Practical implementation notes
- Cosine distance is available in common libraries, but users report SciPy’s distance module as slow, prone to overflow in mixed precision, and using suboptimal math functions; it’s fine for small datasets but not “big data.”
- For JavaScript, multiple passes over standard arrays are seen as costly;
TypedArrayplus simple loops are recommended for speed and compatibility with native extensions.
Why cosine similarity is popular (especially in NLP)
- In classic information retrieval, cosine on bag‑of‑words vectors naturally implements “length‑normalized word counting,” avoiding bias toward longer documents.
- With word or sentence embeddings, cosine is interpreted as “how much the same features are active in both,” while ignoring overall scale.
- Some see it as essentially “normalized dot product” and prefer that framing; others emphasize its geometric meaning as the cosine of the angle between vectors.
Normalization vs magnitude
- Many practitioners normalize embeddings to unit length so cosine becomes a dot product; they ask whether magnitude ever matters.
- Replies note that models (e.g., language models’ logits) use unnormalized dot products, so magnitude can encode information like token frequency.
- Some applications use L2 distance where magnitude strongly affects similarity.
- Debate arises over whether normalization “loses a dimension” or just discards magnitude information; the geometry of unit spheres and manifolds is discussed.
High-dimensional behavior
- Multiple comments note that in high dimensions, random vectors tend to have cosine near zero and distances cluster, but cosine still works well for relative ranking.
- There’s mention of work suggesting not normalizing in high‑dimensional ML spaces and of the general “curse of dimensionality,” though details are left vague.
Geometry vs abstraction
- One camp insists we are doing geometry/trigonometry (angles, projections, spheres) and finds that intuitive, even in high dimensions.
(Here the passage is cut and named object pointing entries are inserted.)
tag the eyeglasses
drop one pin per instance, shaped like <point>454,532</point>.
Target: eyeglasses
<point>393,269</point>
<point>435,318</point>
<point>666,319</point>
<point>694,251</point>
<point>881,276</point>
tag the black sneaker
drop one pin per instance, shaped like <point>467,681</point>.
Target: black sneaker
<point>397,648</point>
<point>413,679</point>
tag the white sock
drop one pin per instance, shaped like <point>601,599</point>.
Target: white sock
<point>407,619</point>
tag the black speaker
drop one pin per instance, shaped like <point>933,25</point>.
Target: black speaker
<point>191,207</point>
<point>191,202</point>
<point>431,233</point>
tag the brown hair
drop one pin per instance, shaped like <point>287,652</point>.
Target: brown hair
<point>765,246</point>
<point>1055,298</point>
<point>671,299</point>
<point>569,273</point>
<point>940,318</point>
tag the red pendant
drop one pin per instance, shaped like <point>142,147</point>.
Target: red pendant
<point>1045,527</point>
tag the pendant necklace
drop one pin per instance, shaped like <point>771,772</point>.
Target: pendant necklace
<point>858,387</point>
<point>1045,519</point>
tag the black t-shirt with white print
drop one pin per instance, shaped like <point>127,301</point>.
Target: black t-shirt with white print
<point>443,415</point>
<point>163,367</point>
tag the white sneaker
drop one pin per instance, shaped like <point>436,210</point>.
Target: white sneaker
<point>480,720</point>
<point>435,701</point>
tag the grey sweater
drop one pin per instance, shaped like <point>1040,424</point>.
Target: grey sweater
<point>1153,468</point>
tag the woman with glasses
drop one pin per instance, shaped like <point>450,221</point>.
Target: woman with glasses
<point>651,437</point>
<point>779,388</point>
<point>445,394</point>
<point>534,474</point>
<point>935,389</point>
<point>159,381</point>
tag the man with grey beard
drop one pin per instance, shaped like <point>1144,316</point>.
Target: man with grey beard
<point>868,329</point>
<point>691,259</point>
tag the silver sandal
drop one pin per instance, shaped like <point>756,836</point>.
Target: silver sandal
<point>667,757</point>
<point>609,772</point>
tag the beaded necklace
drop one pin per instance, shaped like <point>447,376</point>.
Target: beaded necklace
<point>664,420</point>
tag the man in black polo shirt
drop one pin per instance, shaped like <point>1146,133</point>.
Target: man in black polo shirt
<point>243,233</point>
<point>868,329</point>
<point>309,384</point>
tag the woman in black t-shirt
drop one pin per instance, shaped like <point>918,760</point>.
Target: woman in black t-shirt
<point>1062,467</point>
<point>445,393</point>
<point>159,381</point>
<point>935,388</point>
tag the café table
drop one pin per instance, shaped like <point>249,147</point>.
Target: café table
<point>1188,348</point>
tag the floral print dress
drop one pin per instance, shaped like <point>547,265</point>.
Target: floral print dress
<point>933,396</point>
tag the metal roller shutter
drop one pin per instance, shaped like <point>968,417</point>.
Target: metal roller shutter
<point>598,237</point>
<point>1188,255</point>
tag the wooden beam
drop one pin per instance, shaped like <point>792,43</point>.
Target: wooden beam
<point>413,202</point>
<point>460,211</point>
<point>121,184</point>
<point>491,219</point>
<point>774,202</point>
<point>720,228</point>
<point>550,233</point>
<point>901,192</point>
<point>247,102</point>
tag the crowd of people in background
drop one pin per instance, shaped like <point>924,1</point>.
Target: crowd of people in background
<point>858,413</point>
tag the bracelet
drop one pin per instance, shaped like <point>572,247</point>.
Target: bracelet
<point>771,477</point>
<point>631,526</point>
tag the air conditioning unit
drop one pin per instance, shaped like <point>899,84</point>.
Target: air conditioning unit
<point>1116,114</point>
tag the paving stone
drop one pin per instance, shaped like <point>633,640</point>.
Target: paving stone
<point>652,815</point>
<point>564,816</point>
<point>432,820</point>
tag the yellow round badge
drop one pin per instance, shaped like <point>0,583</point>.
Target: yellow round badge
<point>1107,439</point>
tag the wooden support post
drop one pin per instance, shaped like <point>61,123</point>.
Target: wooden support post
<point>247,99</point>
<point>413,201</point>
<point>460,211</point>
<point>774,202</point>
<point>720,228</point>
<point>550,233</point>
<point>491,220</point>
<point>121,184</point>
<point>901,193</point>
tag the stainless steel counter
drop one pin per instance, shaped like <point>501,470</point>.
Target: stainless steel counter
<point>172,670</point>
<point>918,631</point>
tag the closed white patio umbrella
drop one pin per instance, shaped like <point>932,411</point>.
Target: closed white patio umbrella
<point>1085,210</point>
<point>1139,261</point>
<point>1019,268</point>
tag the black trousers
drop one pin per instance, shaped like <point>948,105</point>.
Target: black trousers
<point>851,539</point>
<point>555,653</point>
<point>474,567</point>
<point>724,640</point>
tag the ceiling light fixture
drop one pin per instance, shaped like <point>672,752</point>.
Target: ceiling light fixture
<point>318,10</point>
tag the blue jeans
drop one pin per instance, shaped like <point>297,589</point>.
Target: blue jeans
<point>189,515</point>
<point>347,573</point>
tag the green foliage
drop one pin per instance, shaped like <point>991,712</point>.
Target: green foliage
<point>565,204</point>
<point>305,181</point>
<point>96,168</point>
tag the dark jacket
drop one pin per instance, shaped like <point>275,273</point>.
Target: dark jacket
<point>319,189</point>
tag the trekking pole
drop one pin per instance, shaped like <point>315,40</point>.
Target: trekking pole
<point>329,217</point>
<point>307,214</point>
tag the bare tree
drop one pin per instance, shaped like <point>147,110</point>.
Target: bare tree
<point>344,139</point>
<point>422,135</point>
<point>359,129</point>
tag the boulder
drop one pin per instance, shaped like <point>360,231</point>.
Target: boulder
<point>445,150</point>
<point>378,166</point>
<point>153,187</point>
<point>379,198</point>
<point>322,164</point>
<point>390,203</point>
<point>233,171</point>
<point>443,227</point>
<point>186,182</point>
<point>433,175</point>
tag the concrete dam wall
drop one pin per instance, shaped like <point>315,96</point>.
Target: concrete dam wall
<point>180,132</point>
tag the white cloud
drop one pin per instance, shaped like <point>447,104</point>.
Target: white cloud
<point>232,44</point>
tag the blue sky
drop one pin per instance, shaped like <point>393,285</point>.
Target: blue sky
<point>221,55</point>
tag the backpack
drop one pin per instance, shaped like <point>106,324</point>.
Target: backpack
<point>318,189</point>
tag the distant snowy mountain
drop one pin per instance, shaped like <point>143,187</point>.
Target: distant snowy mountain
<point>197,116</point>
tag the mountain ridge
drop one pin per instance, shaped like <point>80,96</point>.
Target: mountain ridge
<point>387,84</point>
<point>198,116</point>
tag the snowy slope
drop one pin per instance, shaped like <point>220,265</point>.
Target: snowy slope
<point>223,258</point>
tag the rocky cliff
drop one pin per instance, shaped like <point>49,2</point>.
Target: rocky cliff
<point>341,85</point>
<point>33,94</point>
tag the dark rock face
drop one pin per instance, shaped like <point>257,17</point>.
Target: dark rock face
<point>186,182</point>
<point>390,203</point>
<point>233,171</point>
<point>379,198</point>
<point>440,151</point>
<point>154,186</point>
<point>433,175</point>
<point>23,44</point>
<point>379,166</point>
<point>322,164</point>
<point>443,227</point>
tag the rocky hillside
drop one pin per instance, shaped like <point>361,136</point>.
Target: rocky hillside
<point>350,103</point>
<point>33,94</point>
- Another camp prefers viewing vectors as feature lists or functions where cosine is just an inner product–based correlation, arguing that geometric imagery can mislead beyond 3D.
Alternatives and criticisms
- Cosine similarity is criticized as status‑quo and sometimes misapplied, especially when vector magnitude carries important meaning or data include negatives, noise, or temporal/geospatial structure.
- Suggested alternatives include Euclidean, L1/Manhattan, Chebyshev, Jaccard, Pearson correlation, Hamming, and problem‑specific metrics.
- It’s noted that if all vectors have equal norm, cosine similarity and Euclidean distance induce the same nearest‑neighbor ordering.